TORONTO – Transportation safety officials said Wednesday that the crew of an Ornge air ambulance helicopter that crashed in 2013, killing four people on board, was not adequately trained and equipped to fly in total darkness.
The Sikorsky S-76A helicopter was en route to pick up a patient in the remote James Bay community of Attawapiskat when it crashed in Moosonee, Ont., shortly after midnight on May 31, 2013.
“Ornge did not have sufficient, experienced resources in place to effectively manage safety,” said Kathy Fox, chair of the Transportation Safety Board.
The Board’s report found the helicopter climbed about 90 metres in complete darkness on takeoff, but the angle of bank increased during a turn, causing the aircraft to inadvertently start descending.
The pilots didn’t notice until it was too late and the helicopter crashed less than two kilometres from the airport – and just 23 seconds after takeoff – killing the captain, first officer and two paramedics on board.
“The aircraft was destroyed by impact forces and the ensuring post-crash fire,” said the TSB report.
It’s critical that pilots using visual flight rules, like they were in Moosonee that night, have strong night and instrument flying skills, said TSB investigator Daryl Collins.
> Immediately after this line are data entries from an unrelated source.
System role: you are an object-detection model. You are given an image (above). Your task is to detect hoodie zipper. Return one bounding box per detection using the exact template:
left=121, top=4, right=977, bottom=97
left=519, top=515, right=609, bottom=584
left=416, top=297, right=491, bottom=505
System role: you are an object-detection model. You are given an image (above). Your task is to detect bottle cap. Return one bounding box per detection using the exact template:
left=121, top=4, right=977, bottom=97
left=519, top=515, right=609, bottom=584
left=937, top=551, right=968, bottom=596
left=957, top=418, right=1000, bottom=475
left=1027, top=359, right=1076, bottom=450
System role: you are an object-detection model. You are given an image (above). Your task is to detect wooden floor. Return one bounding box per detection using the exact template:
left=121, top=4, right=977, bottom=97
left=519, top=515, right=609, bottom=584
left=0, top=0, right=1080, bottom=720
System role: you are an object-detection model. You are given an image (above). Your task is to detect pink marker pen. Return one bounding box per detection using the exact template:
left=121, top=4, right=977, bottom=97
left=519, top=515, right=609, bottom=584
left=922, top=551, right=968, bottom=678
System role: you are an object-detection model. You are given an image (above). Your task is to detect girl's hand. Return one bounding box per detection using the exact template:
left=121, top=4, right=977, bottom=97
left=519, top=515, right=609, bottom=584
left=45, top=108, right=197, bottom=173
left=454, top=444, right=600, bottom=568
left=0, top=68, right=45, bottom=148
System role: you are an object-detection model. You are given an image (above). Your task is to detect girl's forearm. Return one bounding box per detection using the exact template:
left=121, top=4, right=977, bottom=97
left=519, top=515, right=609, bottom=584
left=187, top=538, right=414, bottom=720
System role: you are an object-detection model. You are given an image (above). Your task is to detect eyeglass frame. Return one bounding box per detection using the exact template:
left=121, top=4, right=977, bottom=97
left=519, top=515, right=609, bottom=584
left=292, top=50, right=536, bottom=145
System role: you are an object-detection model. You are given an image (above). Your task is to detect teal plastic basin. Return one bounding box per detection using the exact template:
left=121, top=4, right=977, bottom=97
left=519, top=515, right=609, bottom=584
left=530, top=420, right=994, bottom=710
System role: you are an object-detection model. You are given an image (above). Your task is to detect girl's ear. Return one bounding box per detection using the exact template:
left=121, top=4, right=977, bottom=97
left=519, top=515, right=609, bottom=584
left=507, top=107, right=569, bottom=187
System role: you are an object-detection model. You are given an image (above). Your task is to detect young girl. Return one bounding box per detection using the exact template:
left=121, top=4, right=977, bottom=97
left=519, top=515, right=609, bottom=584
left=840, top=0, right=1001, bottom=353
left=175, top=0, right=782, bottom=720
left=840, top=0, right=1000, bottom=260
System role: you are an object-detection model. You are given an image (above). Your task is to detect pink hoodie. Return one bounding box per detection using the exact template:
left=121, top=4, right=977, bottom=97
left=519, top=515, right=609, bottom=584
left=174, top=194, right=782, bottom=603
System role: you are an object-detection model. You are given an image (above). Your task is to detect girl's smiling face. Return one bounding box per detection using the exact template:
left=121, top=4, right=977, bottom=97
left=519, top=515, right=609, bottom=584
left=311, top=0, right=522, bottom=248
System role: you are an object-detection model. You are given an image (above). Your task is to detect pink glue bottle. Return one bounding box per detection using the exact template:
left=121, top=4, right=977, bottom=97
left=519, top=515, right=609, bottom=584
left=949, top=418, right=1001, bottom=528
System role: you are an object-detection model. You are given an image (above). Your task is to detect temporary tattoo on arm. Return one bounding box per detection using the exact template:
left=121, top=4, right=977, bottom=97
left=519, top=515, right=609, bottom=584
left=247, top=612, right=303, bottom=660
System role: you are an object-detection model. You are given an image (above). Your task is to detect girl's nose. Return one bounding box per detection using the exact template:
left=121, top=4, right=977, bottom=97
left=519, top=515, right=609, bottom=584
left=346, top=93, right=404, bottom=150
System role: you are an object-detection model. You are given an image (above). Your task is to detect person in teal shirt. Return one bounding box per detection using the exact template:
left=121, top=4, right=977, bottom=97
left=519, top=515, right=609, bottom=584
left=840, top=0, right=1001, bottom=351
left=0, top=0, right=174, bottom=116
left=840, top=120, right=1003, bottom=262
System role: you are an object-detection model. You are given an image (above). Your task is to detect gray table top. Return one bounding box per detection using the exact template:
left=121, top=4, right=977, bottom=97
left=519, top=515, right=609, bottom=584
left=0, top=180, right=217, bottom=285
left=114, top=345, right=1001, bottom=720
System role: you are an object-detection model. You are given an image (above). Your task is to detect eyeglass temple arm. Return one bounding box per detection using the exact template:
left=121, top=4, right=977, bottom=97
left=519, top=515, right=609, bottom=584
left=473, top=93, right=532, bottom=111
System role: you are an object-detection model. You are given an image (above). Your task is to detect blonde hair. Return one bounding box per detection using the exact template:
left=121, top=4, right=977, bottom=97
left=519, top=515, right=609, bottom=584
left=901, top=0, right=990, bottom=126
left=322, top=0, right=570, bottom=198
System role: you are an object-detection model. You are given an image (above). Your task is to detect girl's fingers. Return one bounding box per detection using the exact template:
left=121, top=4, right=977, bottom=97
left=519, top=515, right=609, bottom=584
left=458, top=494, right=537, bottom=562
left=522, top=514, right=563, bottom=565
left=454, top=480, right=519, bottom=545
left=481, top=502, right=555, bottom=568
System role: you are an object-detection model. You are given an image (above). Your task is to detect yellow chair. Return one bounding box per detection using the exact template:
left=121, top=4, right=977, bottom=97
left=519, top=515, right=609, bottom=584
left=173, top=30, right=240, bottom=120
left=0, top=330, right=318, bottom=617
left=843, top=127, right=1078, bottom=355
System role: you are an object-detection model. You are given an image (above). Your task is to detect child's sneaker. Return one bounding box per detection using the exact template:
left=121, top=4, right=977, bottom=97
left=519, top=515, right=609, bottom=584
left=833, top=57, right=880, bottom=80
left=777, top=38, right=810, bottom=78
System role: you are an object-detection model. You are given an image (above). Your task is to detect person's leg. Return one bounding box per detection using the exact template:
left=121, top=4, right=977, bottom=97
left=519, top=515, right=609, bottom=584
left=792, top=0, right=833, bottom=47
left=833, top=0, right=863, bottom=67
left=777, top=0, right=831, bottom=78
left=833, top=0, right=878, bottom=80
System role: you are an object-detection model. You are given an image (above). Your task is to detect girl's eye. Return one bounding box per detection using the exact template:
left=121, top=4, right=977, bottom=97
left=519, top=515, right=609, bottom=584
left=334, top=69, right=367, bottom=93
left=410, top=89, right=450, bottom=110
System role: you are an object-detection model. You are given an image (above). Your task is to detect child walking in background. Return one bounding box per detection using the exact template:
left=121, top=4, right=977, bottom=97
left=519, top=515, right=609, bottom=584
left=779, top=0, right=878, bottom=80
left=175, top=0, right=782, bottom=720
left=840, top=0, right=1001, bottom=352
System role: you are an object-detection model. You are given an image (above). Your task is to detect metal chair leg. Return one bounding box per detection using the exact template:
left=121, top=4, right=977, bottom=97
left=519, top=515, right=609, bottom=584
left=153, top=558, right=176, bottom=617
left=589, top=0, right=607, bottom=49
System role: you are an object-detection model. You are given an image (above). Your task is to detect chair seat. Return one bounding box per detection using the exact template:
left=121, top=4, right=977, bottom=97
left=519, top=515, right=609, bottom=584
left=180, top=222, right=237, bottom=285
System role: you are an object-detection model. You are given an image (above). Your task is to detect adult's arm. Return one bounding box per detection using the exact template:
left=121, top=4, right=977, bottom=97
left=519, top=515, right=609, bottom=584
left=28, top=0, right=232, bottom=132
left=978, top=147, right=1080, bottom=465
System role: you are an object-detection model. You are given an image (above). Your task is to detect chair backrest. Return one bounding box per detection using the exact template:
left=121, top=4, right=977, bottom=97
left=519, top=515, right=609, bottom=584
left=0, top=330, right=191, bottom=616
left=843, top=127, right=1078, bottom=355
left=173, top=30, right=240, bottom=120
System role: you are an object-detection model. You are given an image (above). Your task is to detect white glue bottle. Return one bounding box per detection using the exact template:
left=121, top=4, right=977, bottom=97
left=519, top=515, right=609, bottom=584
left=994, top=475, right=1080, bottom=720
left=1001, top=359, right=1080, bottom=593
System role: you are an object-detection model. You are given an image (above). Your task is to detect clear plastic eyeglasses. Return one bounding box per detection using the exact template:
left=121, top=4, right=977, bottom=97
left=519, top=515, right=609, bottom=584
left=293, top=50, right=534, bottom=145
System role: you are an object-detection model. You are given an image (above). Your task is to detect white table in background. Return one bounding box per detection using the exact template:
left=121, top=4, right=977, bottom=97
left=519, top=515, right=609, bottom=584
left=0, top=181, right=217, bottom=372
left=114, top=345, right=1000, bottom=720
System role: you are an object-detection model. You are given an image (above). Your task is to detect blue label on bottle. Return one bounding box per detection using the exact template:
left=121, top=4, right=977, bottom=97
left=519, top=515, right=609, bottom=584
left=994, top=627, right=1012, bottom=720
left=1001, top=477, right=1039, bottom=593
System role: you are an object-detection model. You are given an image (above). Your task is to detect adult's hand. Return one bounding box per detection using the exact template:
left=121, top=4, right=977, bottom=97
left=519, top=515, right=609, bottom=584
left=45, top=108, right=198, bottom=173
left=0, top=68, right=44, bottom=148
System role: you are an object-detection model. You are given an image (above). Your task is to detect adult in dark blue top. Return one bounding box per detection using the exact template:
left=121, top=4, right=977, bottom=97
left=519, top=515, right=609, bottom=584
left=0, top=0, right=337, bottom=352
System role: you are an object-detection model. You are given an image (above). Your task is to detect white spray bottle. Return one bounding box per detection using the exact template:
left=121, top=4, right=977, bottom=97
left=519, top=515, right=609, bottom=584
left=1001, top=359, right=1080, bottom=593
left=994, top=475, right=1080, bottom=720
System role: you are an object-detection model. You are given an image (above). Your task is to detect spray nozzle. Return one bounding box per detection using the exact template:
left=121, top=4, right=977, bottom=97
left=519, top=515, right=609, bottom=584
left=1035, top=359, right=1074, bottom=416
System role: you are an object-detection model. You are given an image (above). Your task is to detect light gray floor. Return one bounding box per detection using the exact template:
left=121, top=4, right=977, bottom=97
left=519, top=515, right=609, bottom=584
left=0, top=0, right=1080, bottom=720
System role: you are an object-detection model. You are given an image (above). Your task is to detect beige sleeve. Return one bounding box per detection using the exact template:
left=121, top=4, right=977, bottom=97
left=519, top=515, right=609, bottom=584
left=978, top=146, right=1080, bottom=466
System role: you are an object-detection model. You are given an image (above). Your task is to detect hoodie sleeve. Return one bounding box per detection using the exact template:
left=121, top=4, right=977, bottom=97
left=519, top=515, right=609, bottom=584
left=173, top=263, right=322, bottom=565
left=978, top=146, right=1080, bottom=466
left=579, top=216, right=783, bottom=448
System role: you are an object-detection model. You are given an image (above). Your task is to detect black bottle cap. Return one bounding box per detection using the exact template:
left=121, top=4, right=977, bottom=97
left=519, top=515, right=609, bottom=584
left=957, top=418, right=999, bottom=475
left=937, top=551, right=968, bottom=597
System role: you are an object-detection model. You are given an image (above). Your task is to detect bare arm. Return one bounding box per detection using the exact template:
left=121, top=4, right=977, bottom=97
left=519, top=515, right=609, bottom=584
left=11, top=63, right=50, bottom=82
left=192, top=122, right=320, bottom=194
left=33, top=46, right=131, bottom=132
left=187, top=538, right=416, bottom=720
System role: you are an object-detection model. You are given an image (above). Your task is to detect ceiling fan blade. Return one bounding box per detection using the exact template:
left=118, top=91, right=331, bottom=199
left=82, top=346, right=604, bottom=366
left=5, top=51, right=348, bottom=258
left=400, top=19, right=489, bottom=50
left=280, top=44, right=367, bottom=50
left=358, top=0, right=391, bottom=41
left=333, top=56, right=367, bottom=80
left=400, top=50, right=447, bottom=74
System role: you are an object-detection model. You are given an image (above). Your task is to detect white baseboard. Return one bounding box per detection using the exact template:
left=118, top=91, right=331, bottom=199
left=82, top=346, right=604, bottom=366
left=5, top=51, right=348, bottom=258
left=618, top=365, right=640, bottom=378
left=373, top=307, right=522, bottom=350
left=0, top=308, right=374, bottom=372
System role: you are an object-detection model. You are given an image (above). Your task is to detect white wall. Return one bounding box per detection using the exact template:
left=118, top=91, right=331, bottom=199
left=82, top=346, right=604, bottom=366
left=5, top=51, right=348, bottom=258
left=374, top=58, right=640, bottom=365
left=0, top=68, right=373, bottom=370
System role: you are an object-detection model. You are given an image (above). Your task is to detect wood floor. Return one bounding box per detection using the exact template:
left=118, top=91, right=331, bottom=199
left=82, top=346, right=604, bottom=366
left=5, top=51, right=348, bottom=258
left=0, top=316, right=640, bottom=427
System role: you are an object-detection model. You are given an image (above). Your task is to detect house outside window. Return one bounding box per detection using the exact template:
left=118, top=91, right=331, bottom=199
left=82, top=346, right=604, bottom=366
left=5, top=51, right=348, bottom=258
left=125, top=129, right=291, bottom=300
“As the crew turned towards Attawapiskat, they were turning into an area of total darkness, devoid of any ambient or cultural lighting; no town, no moon, no stars,” he said. “Although both pilots were qualified according to the regulations, they lacked the necessary night and instrument flying proficiency to safely conduct this flight.”
Collins criticized Ornge for not ensuring the pilots were “operationally ready” for the flight, and said they had not received sufficient and adequate training.
“Nor did the company’s standard operating procedures address the hazards specific to night operations,” he said. “Compounding this was the issue of insufficient and inexperienced personnel in key positions, which led to some company policies being bypassed, and ultimately, a sub-optimal crew pairing that night.”
The investigation also found that the regulator, Transport Canada, knew that Ornge was struggling to comply with regulations, added Collins.
“The training and guidance provided to Transport Canada inspectors led to inconsistent and ineffective surveillance,” he said.
Fox said the system let the Ornge helicopter crew down by putting them in a situation for which they were not operationally ready.
“This accident goes beyond the actions of a single flight crew,” she said.
“That’s why today we are making 14 recommendations to address safety deficiencies we’ve identified in Canada’s aviation system, recommendations aimed at improving the equipment on board aircraft, at changing the rules by which pilots operate and how and when they’re qualified to fly, and finally, at how Transport Canada oversees the entire system.”
The TSB wondered when and how Transport Canada should intervene in cases when it has significant concerns with an operator, as it did with Ornge.
“When is enough enough?” asked Fox.
The TSB recommends all commercial air operators implement a formal safety management system, and wants Transport Canada to conduct regular assessments of those systems.
“Transport Canada needs to adapt its surveillance policies, procedures and inspector training to ensure that it’s oversight activities are commensurate not just with an operator’s willingness to identify and fix problems, but with its capability to effectively do so,” said Fox.
Ornge said it has made many changes since the 2013 crash, including taking that model of helicopter ambulance out of service, hiring new staff with extensive experience, introducing a proficiency flying program and acquiring night vision goggles for pilots.